A new joint venture initially worth up to £400m is being launched today (Friday 26 July, 2013) between the Berkeley Group and the Wellcome Trust.
The new partnership, to be called St Katharine, will invest in long-term regeneration sites with the potential to make strong commercial returns and have a powerful social impact. It will focus at first on schemes in London and the South of England.
Berkeley will source the land and apply its expertise to design, build and market each development. The Wellcome Trust will inject capital, providing access to £16bn of funds and a potential long-term outlet for some residential products on each site.
'This joint venture will have access to new, long-term, patient capital,' commented Peter Pereira Gray, Managing Director of the Investment Division of the Wellcome Trust. 'We will be opportunity-led, bidding at the right time for sites that would not otherwise be viable and turning them into fantastic places. It is good news for the UK housing market.'
'This will bring together two complementary brands, leaders in their respective fields, with clear financial backing and strong balance sheets,' said Rob Perrins, Managing Director of the Berkeley Group. 'We both have an interest in generating strong returns by creating successful places. We have shared values and common goals, and that's what makes joint ventures work.'
Notes to editors:
• The Wellcome Trust is a global charitable foundation dedicated to achieving extraordinary improvements in human and animal health. It owns over £1 billion of residential property as a long-term investment; the vast majority of this is in London with some 1,600 property interests in the South Kensington Estate. The Trust's breadth of support includes public engagement, education and the application of research to improve health. It is independent of both political and commercial interests.

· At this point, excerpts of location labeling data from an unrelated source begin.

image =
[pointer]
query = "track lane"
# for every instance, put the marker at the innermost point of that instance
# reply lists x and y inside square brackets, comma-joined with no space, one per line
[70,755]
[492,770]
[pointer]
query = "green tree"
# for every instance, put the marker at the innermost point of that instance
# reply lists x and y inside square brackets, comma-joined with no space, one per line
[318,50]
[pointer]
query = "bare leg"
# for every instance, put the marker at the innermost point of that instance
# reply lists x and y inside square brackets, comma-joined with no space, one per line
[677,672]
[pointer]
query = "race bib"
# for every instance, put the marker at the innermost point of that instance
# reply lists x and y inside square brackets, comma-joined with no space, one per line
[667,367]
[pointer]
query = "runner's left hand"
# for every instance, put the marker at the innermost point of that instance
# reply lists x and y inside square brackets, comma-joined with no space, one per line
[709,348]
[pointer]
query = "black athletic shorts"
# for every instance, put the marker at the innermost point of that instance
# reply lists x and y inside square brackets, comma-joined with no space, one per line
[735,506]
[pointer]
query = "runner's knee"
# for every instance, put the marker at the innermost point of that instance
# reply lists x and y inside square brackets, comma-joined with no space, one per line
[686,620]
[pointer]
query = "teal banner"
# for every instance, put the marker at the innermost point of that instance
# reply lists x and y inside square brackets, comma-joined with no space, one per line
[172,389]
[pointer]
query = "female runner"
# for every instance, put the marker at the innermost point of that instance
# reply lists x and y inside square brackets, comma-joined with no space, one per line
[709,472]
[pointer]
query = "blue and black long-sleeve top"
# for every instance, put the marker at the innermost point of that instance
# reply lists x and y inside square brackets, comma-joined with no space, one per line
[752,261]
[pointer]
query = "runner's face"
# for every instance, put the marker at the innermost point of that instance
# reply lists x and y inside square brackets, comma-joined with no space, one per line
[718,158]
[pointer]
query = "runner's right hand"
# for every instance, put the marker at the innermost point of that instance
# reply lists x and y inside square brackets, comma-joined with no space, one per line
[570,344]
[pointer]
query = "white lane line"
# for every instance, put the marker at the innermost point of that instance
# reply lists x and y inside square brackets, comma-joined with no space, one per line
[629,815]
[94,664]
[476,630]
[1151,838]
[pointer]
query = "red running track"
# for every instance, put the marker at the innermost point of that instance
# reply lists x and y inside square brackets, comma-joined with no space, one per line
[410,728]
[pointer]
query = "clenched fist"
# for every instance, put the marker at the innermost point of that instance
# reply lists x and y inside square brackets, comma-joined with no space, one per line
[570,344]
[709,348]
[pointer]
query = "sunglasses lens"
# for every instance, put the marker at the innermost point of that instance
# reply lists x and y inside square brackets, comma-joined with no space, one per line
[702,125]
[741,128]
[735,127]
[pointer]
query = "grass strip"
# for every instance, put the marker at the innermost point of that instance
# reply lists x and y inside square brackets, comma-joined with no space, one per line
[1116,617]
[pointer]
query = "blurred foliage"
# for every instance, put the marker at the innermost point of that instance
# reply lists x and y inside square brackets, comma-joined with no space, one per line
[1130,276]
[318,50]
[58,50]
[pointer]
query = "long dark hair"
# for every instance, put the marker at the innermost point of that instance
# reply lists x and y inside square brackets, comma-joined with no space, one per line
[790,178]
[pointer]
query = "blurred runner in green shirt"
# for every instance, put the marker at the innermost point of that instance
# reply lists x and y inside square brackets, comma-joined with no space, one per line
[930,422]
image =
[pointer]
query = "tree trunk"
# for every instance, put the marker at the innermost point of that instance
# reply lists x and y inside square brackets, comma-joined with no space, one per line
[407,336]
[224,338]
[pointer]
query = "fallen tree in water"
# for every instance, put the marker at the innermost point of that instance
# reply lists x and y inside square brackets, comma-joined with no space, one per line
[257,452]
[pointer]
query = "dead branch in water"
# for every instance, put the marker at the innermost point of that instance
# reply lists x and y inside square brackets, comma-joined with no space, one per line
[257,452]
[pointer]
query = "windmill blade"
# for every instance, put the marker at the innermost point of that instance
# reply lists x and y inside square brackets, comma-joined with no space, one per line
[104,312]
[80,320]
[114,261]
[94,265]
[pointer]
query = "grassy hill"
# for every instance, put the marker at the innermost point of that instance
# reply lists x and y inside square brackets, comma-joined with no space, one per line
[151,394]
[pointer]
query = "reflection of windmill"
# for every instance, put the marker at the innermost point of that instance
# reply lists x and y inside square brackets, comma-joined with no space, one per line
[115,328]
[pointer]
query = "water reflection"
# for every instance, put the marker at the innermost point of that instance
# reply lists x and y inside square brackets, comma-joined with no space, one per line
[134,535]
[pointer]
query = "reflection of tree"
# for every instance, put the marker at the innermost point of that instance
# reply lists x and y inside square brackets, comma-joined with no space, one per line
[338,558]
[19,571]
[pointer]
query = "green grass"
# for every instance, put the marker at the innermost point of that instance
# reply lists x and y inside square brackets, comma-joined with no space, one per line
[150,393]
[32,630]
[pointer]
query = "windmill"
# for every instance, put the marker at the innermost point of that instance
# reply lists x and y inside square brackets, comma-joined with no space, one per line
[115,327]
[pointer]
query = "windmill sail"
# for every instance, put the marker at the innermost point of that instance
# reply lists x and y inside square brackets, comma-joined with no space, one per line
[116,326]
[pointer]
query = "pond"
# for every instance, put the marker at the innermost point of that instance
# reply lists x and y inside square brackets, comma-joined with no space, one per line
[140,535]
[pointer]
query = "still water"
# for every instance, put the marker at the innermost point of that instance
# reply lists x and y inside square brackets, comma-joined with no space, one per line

• The Berkeley Group is publicly-owned and listed on the London Stock Exchange as a FTSE 250 company. It is made up of 5 autonomous companies: St George, St James, Berkeley, Berkeley First, and St Edward. In 2012, it sustained 16,000 jobs and generated £2.6 billion of economic activity in Britain. The Berkeley Group has been ranked Britain's most sustainable major housebuilder for the last seven years in a row by the Next Generation benchmark.